Extracting logs from the EFK stack

IBM Security QRadar® Suite Software provides an action to extract and filter the logs from your cluster's EFK logging stack. The cluster logging components are based on Elasticsearch, Fluentd, and Kibana (EFK).

Before you begin

Install the command-line interface (CLI) utility cpctl from the cp-serviceability pod. For more information, see Installing the cpctl utility.

About this task

The extract_logs action queries and retrieves the cluster logs from your cluster's EFK logging stack.

The following table details the parameters that are available to run the command.

Parameter Default Description
domain "" Domain or IP of the Elasticsearch service. You can find the Elasticsearch IP and service by running the following command: 
oc get service elasticsearch -n openshift-logging -o jsonpath='{.spec.clusterIP}'
port 9200 Port where the service is hosted. Usually, the port is 9200. You can find the Elasticsearch port by running the following command: 
oc get service elasticsearch -n openshift-logging -o jsonpath='{.spec.ports[?(@.name=="elasticsearch")].port}'
token "" Token that the administrator generates by running the following command on the system.
oc whoami -t
search "" Value that the search is to match; for example, Kubernetes.
hours 0 Number of hours to search, based on the number of hours before the time when the search is run.
days 0 Number of days to search, based on the number of days before the day when the search is run.
min_date "" Minimum date to search, based on the date and time for the search to begin. The format must match yyyy-mm-dd HH:MM:SS, and the value must be a date that is before the date set for the max_date parameter.
max_date "" Maximum date to search, based on the date and time for the search to end. The format must match yyyy-mm-dd HH:MM:SS, and the value must be a date that is after the date set for the min_date parameter.

Procedure

  1. To ensure that the list of available cpctl actions is up to date, enter the following command. 
    cpctl load
    The cpctl load command retrieves all of the available actions that can be run on QRadar Suite Software. The actions are cached to your local environment.
  2. To run the extract_logs action, enter the following command: 
    cpctl diagnostics extract_logs --domain <domain_name> --token "$(oc whoami -t)" --search <search_term>

    For example, the following commands can be used to run the extract_logs action.

    cpctl diagnostics extract_logs --domain <domain_name> --token "$(oc whoami -t)" --search kubernetes.container_name:clx-console --hours 24

    cpctl diagnostics extract_logs --domain <domain_name> --token "$(oc whoami -t)" --search kubernetes.container_name:clx-console --days 1

Results

A report is sent to your console session.

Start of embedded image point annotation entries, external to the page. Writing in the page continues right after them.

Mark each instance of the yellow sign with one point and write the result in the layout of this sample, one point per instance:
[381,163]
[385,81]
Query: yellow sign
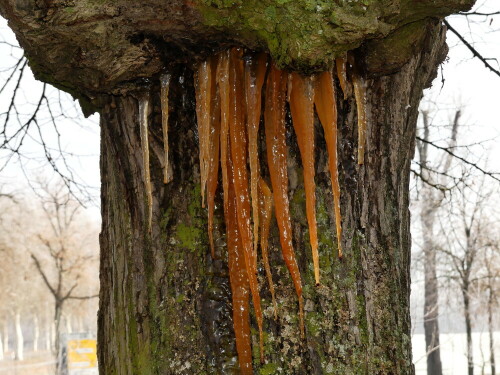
[82,354]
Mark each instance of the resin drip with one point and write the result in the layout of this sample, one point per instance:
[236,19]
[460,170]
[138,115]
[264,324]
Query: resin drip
[342,75]
[213,170]
[276,158]
[239,283]
[223,83]
[326,107]
[265,212]
[143,121]
[165,84]
[255,71]
[203,88]
[302,107]
[238,142]
[228,104]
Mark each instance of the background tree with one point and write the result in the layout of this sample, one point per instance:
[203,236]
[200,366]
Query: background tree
[65,250]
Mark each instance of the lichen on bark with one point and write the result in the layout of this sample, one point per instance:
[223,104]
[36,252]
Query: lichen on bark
[94,47]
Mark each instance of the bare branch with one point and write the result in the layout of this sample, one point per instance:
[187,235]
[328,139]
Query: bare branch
[493,175]
[44,277]
[472,49]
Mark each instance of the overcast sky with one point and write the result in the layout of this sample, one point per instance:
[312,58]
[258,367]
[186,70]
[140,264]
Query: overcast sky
[467,84]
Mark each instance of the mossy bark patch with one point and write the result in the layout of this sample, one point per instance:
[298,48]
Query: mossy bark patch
[95,47]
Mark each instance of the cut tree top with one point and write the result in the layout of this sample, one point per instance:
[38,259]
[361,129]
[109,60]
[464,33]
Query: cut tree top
[91,47]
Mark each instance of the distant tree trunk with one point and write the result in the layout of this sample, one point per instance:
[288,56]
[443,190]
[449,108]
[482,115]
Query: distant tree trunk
[19,355]
[36,332]
[5,335]
[1,348]
[491,330]
[69,328]
[48,334]
[57,326]
[165,304]
[468,328]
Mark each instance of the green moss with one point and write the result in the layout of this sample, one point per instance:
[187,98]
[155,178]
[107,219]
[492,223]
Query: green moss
[189,237]
[268,369]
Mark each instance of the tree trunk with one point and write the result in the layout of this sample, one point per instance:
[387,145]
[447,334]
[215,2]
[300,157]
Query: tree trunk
[491,301]
[165,305]
[69,328]
[36,332]
[19,337]
[1,348]
[468,329]
[5,336]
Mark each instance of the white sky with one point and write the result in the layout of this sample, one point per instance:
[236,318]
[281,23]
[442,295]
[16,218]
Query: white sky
[467,83]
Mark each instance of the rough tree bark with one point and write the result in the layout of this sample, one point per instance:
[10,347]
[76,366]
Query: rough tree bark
[165,305]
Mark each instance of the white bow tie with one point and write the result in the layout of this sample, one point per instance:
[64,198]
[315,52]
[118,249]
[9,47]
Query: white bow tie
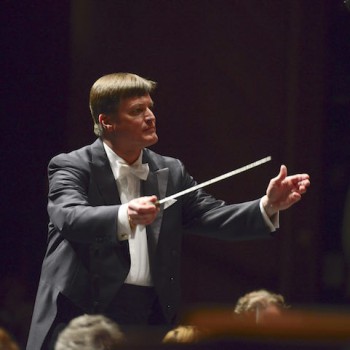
[139,170]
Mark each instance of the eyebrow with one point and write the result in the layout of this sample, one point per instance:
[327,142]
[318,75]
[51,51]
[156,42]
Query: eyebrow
[141,104]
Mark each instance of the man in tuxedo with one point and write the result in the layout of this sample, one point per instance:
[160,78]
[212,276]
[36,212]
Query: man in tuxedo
[112,249]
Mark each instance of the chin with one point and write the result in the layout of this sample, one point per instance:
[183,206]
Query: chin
[152,141]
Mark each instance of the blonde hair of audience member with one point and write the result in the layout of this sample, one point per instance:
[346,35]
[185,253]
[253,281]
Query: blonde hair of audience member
[6,342]
[261,302]
[183,334]
[89,332]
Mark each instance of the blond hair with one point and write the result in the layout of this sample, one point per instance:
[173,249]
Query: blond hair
[182,334]
[107,92]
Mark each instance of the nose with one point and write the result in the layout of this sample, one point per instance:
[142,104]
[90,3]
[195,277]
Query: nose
[150,118]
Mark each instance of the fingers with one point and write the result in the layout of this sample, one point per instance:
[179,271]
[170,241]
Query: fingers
[282,174]
[143,211]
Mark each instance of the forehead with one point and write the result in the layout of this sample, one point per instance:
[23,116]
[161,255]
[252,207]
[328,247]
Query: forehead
[130,102]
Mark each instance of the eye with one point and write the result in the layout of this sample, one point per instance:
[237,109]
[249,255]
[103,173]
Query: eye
[137,111]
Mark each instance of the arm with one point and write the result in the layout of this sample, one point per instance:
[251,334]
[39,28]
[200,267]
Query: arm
[69,208]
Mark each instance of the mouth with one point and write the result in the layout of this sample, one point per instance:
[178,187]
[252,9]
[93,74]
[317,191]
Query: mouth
[151,129]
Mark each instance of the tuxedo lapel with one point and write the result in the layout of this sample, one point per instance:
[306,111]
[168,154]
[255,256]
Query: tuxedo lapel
[156,184]
[102,174]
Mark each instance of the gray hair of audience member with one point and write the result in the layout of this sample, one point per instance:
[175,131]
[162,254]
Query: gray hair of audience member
[89,332]
[259,299]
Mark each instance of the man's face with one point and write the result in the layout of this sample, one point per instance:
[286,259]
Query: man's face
[134,125]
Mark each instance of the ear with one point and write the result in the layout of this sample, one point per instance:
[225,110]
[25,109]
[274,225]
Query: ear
[105,122]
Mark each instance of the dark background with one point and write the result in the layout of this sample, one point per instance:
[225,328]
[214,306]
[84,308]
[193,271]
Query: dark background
[237,81]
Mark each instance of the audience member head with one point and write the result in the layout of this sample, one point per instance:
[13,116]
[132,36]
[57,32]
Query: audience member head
[6,341]
[260,303]
[88,332]
[183,334]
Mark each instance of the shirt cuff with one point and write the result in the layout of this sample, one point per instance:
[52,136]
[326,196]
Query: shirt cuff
[272,223]
[124,230]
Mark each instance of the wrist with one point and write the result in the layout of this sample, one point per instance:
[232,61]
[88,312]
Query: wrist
[269,207]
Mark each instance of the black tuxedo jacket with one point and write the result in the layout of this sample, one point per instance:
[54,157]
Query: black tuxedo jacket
[84,259]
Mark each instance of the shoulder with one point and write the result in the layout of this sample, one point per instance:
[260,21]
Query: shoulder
[162,161]
[76,158]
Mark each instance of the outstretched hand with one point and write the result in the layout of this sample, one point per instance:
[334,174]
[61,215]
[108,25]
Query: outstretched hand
[284,191]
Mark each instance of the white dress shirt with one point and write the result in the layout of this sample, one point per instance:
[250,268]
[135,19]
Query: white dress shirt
[129,188]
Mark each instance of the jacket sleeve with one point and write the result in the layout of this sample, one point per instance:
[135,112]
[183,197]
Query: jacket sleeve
[69,209]
[205,215]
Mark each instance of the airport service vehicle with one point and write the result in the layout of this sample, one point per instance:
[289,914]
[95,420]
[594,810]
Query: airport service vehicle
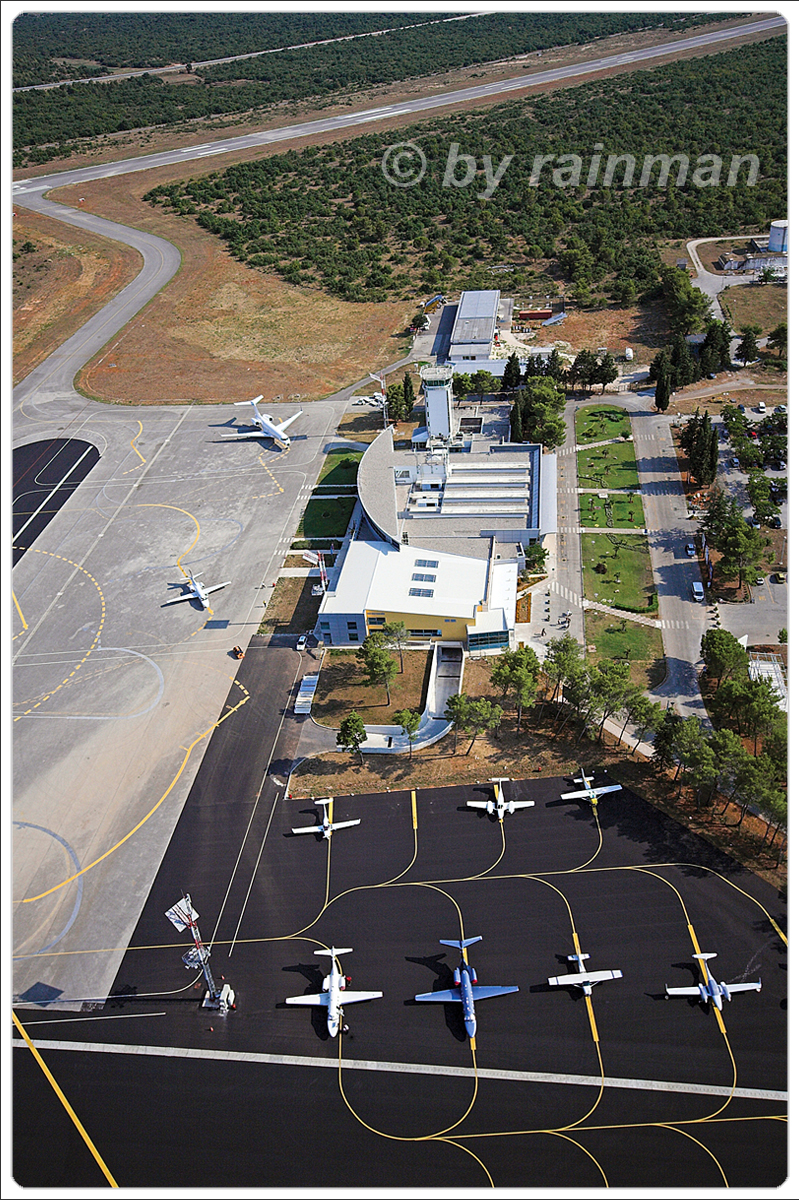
[197,591]
[334,994]
[265,426]
[710,991]
[466,990]
[328,826]
[581,978]
[499,805]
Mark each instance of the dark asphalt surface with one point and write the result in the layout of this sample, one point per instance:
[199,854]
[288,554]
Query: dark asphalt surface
[268,900]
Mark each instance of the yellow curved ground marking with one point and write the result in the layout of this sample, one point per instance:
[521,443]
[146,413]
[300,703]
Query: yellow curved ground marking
[133,447]
[187,514]
[155,808]
[96,639]
[66,1104]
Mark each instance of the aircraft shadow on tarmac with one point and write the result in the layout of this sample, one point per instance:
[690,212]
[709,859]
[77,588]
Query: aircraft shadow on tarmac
[444,981]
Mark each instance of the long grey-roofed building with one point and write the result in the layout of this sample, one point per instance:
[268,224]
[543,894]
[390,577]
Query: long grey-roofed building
[475,322]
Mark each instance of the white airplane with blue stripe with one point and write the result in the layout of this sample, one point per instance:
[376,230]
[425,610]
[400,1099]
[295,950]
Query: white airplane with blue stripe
[265,426]
[328,826]
[582,978]
[466,990]
[712,993]
[334,994]
[499,805]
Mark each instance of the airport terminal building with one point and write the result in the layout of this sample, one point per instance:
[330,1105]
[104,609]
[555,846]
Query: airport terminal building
[438,534]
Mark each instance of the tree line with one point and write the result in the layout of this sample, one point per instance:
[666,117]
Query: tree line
[326,216]
[716,763]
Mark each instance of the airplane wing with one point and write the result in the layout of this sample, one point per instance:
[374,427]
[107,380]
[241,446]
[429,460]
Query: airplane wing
[284,425]
[485,993]
[242,437]
[586,977]
[444,996]
[319,1000]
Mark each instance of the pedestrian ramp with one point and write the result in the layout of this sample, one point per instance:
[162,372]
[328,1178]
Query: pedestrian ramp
[305,695]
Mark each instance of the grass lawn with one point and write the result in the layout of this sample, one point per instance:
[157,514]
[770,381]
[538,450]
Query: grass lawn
[342,689]
[641,646]
[292,606]
[629,579]
[325,519]
[626,511]
[756,304]
[596,423]
[340,468]
[608,467]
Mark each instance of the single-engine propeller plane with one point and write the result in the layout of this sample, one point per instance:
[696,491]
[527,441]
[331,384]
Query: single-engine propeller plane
[197,591]
[466,990]
[334,994]
[499,805]
[582,978]
[710,991]
[265,426]
[328,826]
[587,792]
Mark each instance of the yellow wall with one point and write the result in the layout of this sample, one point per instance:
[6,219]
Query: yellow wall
[451,630]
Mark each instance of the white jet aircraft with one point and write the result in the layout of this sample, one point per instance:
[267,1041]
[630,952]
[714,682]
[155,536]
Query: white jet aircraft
[499,805]
[710,991]
[328,826]
[197,591]
[581,978]
[265,426]
[334,994]
[587,792]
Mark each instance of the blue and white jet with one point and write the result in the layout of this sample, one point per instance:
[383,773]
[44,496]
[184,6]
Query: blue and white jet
[265,426]
[710,991]
[466,990]
[334,994]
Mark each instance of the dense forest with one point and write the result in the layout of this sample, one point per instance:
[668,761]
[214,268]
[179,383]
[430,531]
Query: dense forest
[47,45]
[47,123]
[326,216]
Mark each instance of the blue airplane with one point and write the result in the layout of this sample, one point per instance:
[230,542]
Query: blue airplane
[466,991]
[710,991]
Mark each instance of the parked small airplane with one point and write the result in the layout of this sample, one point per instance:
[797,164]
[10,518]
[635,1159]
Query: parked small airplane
[197,591]
[499,805]
[334,994]
[265,426]
[582,978]
[328,826]
[466,990]
[712,993]
[587,792]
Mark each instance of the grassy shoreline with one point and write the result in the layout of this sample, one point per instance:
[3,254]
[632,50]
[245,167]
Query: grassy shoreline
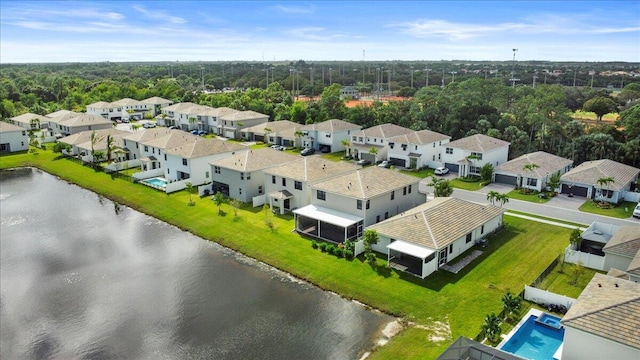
[460,301]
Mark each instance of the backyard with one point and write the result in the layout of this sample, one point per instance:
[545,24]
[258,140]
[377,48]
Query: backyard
[443,306]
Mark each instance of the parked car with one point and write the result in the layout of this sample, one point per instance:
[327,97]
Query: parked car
[441,170]
[307,151]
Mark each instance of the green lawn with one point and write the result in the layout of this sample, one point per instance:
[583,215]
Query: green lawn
[533,197]
[621,211]
[466,185]
[515,256]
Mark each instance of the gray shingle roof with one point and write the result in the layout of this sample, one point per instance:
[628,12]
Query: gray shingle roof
[367,183]
[311,168]
[254,160]
[478,143]
[437,223]
[608,307]
[548,164]
[590,171]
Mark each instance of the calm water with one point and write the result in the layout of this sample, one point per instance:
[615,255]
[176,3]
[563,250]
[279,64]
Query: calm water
[83,278]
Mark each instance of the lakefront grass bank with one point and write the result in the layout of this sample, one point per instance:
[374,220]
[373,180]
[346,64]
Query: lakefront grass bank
[444,305]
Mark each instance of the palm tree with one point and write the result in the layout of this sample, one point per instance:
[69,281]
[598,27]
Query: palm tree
[491,326]
[492,196]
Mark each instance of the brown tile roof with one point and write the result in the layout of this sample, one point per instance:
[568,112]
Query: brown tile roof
[254,160]
[437,223]
[367,183]
[333,125]
[420,137]
[608,307]
[384,131]
[204,147]
[590,171]
[548,164]
[478,143]
[311,168]
[624,242]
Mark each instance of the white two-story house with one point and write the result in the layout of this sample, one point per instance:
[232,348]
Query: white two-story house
[241,176]
[329,136]
[287,186]
[466,156]
[342,205]
[417,149]
[372,143]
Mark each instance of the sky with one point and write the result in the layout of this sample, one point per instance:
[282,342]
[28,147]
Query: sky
[273,31]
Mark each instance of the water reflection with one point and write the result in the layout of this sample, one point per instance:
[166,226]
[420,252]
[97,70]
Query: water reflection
[80,280]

The retrieved logs are stored within the cp-serviceability pod.

Example

The following output is an example of the output that results from running the command cpctl diagnostics extract_logs with the --min_date and --max_date parameters set.

cpctl run extract_logs --domain <domain_name> --token "$(oc whoami -t)" --search kubernetes.container_name:clx-console --min_date '2020-10-20\ 00:00:00' and --max_date '2020-10-21\ 00:00:00'
Executing playbook extract_logs.yaml
- localhost on hosts: localhost -
Gathering Facts...
  localhost ok
extract logs - filter by hours...
extract logs - filter by days...
extract logs - filter by min and max dates...
  localhost done | stdout: To copy file to your local machine run: 
    oc cp cp-serviceability:/tmp/log_output.ndjson ./log_output.ndjson
- Play recap -
  localhost                  : ok=2    changed=1    unreachable=0    failed=0    rescued=0    ignored=0

To copy the extracted logs in to your workstation, run the following commands:

POD=$(oc get pod --no-headers -lrun=cp-serviceability | cut -d' ' -f1)
rsync --rsh='oc rsh' -av -c --inplace --partial --append --progress $POD:/tmp/log_output.ndjson ./log_output.ndjson

The copy command is also shown in the console of the execution action.